Due to immaturity in authorization and logging, agent-to-agent systems are risky today and not ready for wide enterprise use.
What Developers Can Do Now
Danny offers two pieces of practical advice:
Validate open source packages being pulled into projects.
Audit AI-generated code for insecure data flows—AI can assist in writing tests and spotting violations.
These controls help developers move fast safely, reducing the risk of untracked vulnerabilities in generated code.
Debunking Overhyped Risks
Hallucinations: Becoming less severe as models pre-test outputs.
Data Theft: Real but low-risk in most organizational contexts. Danny argues these are less concerning than core access and misconfiguration issues.
Compliance, Attestation, and Regulation
The industry is beginning to move toward attestation and traceability, especially under pressure from financial services and government compliance mandates. Danny hopes for convergence on standards—rather than fragmented, jurisdiction-specific rules.

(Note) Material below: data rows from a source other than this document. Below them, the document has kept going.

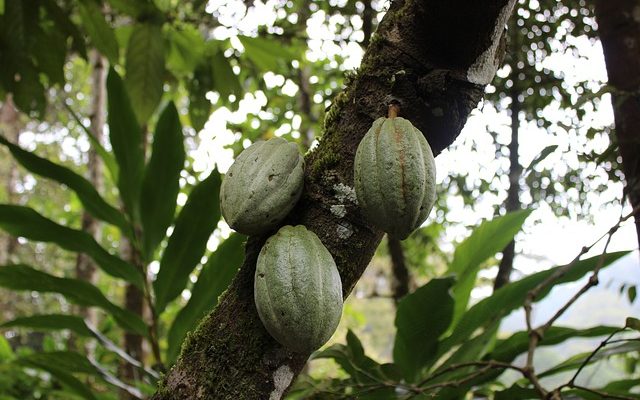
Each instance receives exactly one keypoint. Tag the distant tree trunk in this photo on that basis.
(434, 58)
(400, 272)
(134, 302)
(619, 29)
(85, 267)
(10, 126)
(513, 193)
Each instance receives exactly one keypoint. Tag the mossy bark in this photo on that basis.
(419, 58)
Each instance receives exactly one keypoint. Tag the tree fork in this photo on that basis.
(619, 31)
(432, 57)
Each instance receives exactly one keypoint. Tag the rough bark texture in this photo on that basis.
(513, 193)
(400, 272)
(420, 57)
(85, 267)
(619, 29)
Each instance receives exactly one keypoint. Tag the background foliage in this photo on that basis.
(186, 79)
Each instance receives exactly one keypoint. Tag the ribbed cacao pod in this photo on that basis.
(262, 186)
(297, 289)
(395, 174)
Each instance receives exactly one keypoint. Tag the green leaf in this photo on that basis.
(25, 222)
(352, 360)
(633, 323)
(68, 361)
(23, 277)
(126, 140)
(145, 69)
(195, 223)
(89, 197)
(98, 30)
(631, 293)
(422, 317)
(517, 392)
(486, 240)
(48, 322)
(267, 54)
(513, 295)
(67, 380)
(50, 51)
(161, 182)
(214, 278)
(6, 354)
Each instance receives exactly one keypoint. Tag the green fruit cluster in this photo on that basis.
(297, 287)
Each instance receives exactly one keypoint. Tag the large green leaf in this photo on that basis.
(145, 69)
(67, 379)
(485, 241)
(68, 361)
(98, 30)
(195, 223)
(513, 295)
(23, 277)
(90, 198)
(354, 361)
(126, 140)
(46, 322)
(26, 222)
(422, 317)
(160, 185)
(214, 278)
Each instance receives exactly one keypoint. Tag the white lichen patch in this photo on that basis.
(345, 193)
(344, 231)
(484, 68)
(339, 210)
(281, 381)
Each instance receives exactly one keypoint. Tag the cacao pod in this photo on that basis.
(297, 289)
(262, 186)
(394, 176)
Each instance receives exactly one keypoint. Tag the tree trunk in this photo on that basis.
(10, 126)
(434, 58)
(85, 267)
(134, 302)
(400, 272)
(513, 193)
(619, 29)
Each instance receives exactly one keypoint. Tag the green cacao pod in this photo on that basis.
(262, 186)
(394, 176)
(297, 289)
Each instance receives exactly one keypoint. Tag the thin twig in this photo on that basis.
(604, 395)
(536, 334)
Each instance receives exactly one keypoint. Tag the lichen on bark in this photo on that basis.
(419, 58)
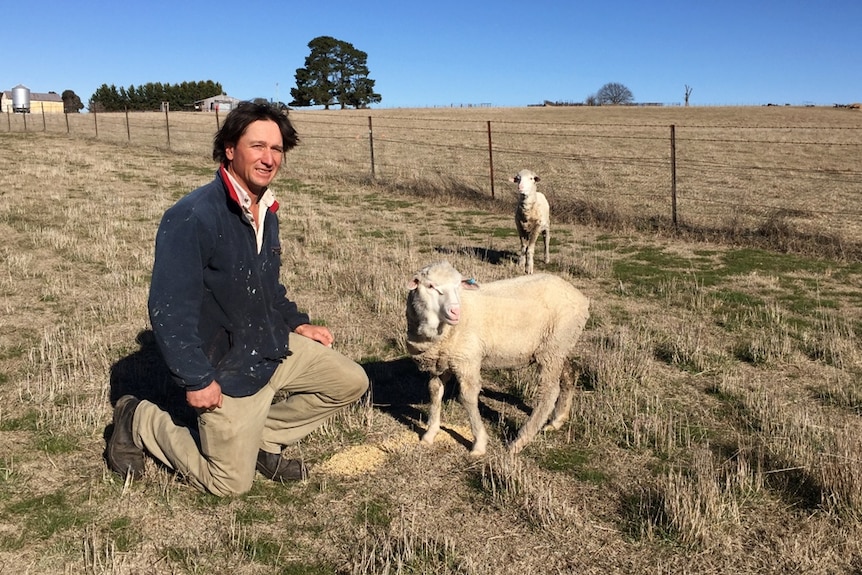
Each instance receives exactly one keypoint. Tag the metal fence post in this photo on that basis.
(371, 143)
(673, 173)
(491, 158)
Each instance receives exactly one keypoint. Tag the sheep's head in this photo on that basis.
(435, 296)
(526, 180)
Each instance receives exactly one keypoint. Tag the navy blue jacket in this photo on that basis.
(217, 307)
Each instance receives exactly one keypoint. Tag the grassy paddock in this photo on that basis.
(715, 428)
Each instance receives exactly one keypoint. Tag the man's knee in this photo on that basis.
(358, 382)
(231, 486)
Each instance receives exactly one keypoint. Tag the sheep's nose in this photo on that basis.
(453, 313)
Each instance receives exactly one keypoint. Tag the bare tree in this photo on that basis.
(614, 93)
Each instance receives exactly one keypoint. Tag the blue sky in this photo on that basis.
(421, 54)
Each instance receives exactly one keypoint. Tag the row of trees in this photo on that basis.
(335, 73)
(150, 96)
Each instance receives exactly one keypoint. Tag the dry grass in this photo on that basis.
(715, 429)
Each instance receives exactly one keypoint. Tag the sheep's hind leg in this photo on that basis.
(549, 391)
(564, 401)
(436, 386)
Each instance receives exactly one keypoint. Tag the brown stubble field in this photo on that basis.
(716, 424)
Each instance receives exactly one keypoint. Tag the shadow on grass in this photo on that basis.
(397, 387)
(145, 375)
(493, 257)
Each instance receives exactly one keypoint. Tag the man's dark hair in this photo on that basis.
(239, 119)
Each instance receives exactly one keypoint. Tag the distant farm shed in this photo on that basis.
(50, 103)
(220, 103)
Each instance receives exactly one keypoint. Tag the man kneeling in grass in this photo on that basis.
(228, 332)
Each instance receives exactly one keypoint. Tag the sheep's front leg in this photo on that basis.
(470, 386)
(547, 236)
(522, 257)
(531, 249)
(435, 387)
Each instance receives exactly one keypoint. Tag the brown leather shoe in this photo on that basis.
(124, 457)
(274, 466)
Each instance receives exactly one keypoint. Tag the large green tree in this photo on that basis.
(614, 93)
(71, 102)
(335, 73)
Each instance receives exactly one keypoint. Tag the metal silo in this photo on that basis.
(21, 99)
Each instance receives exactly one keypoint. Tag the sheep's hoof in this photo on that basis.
(428, 438)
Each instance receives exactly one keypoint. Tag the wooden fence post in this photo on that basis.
(491, 158)
(371, 143)
(673, 173)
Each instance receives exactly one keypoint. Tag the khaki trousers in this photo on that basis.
(319, 382)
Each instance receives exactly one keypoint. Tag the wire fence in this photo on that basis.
(711, 169)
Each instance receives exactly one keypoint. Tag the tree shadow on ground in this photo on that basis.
(493, 257)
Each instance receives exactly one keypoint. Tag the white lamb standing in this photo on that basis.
(456, 327)
(532, 217)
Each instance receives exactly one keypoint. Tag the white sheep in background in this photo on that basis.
(532, 217)
(455, 327)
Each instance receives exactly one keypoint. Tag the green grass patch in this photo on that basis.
(43, 516)
(572, 461)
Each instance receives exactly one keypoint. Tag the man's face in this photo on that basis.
(256, 157)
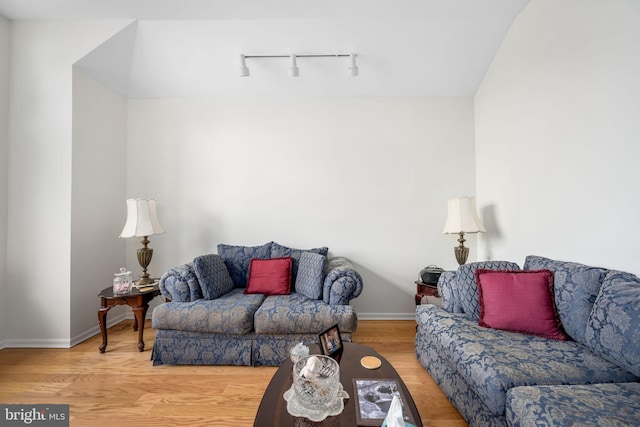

The “Age of Risky Software”
We're in the riskiest period of the AI lifecycle—early adoption, minimal understanding, maximum pressure to ship fast. The explosion of code generation expands the developer base and increases the attack surface. But Danny remains optimistic: history shows we eventually build guardrails.
The fundamentals haven’t changed—validate inputs, apply access control, and monitor behavior. The challenge is scaling those principles to a faster, more democratized development paradigm. Without guardrails, AI will repeat the cloud’s early mistakes—just at a larger scale.